Closed Bug 803377 Opened 12 years ago Closed 12 years ago

Add function to compress string data

Categories

(Cloud Services :: Firefox: Common, defect)

defect
Not set
normal

Tracking

(firefox18 fixed, firefox19 fixed, firefox20 fixed)

RESOLVED FIXED
mozilla20
Tracking Status
firefox18 --- fixed
firefox19 --- fixed
firefox20 --- fixed

People

(Reporter: gps, Assigned: gps)

References

Details

Attachments

(1 file, 4 obsolete files)

AFAICT there is no generic JS module for performing string encodings. I constantly find myself having to muck about with nsIStringConverterService and friends. I think it would be really nice if all this XPCOM voodoo were hidden from view and we could easily perform common string encodings.

The attached patch adds a new "string" component to toolkit. In it, we have a single file, StringEncoding.jsm. In that, we have the StringEncoding object which exposes an API for performing gzip compression.

Other encodings can be added to this file in the future. Other features can be added to our string library as well. Now we have a place for them to call home.

Gavin gets review. Mossop gets f? for approving new toolkit additions (since he is toolkit module owner).

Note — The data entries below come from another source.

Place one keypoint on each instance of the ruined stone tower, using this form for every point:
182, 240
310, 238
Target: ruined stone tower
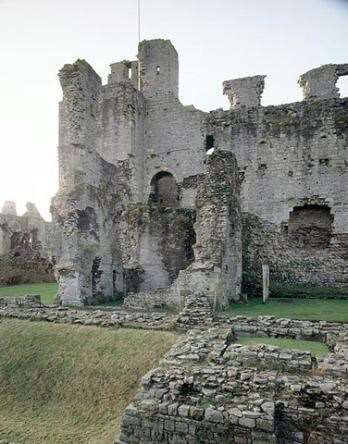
144, 212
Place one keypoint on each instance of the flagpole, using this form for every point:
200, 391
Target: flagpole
139, 37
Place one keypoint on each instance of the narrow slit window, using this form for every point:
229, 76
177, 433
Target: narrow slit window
209, 142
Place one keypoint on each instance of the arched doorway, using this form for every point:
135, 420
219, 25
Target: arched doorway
164, 190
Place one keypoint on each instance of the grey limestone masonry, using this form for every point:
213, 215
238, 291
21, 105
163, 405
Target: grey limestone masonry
161, 200
158, 200
28, 246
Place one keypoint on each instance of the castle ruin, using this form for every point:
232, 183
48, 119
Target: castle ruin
146, 210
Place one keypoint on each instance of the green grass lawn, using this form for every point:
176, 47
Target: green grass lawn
312, 309
70, 384
47, 291
316, 348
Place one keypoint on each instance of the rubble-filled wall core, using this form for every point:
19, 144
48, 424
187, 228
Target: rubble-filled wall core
130, 164
293, 167
145, 209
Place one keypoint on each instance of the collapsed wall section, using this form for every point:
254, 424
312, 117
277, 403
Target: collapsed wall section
28, 246
292, 162
90, 194
216, 270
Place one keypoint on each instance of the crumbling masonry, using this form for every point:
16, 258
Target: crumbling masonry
146, 210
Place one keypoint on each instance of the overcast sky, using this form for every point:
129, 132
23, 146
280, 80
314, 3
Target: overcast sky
216, 40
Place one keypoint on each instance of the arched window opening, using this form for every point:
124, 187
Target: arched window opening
164, 190
311, 225
209, 142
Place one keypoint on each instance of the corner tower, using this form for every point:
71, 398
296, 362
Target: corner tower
159, 67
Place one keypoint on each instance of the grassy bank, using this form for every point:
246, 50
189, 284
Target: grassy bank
70, 384
47, 291
312, 309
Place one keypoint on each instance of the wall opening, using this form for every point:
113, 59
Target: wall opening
342, 85
311, 225
164, 190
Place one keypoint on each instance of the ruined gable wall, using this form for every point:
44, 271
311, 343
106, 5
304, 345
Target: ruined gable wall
288, 156
122, 132
90, 194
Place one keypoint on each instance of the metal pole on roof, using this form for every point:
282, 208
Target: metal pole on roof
139, 37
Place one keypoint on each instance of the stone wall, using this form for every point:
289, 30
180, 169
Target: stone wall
28, 246
137, 161
291, 158
91, 192
208, 389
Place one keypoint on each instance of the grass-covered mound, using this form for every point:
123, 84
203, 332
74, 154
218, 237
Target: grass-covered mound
70, 384
316, 348
48, 291
311, 309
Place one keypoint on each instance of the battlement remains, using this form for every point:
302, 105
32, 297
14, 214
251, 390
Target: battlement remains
320, 83
244, 92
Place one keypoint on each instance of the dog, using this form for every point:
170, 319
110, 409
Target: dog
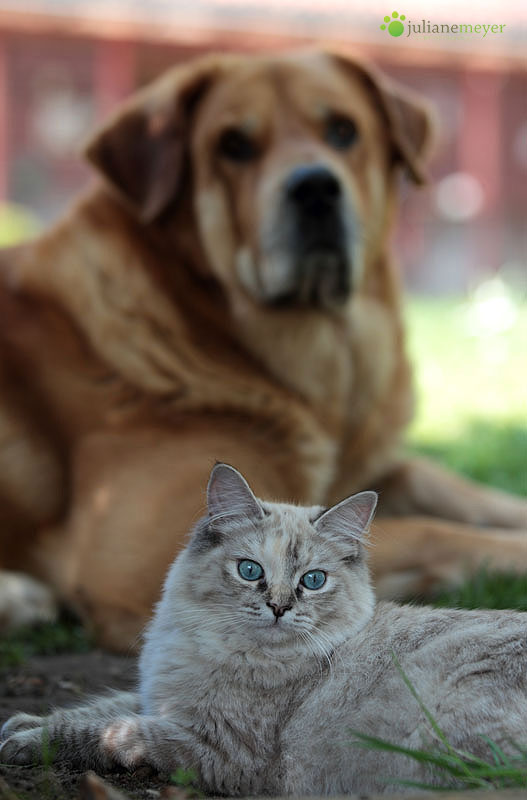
225, 291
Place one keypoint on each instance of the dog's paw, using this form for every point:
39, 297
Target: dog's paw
24, 748
19, 722
24, 601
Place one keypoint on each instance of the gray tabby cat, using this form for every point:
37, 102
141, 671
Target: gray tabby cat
267, 648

I'm not sure what to do about the test. I don't want to put in data I obtained by calling the API itself. And, I was unable to figure out a trusted input and output pair to verify with. I tried Python's zlib.compress and it returned something different. I /think/ our built-in gzip encoder is writing out extra header data (perhaps a file header?) but I really have no clue. I'm also not an expert with nsIStringConverterService and friends, so I might have done something horribly wrong in XPCOM land.
Attachment #673043 - Flags: review?(gavin.sharp)
Attachment #673043 - Flags: feedback?(dtownsend+bugmail)
Oh, you meant nsIStreamConverterService (not nsIStringConverterService) - that confused me for a bit. The idea of consolidating this code seems reasonable, but I only see one other potential caller of this specific method (in TelemetryPing.js). There are other test callers of asyncConvertData with string streams, but they mostly use different to/from parameters.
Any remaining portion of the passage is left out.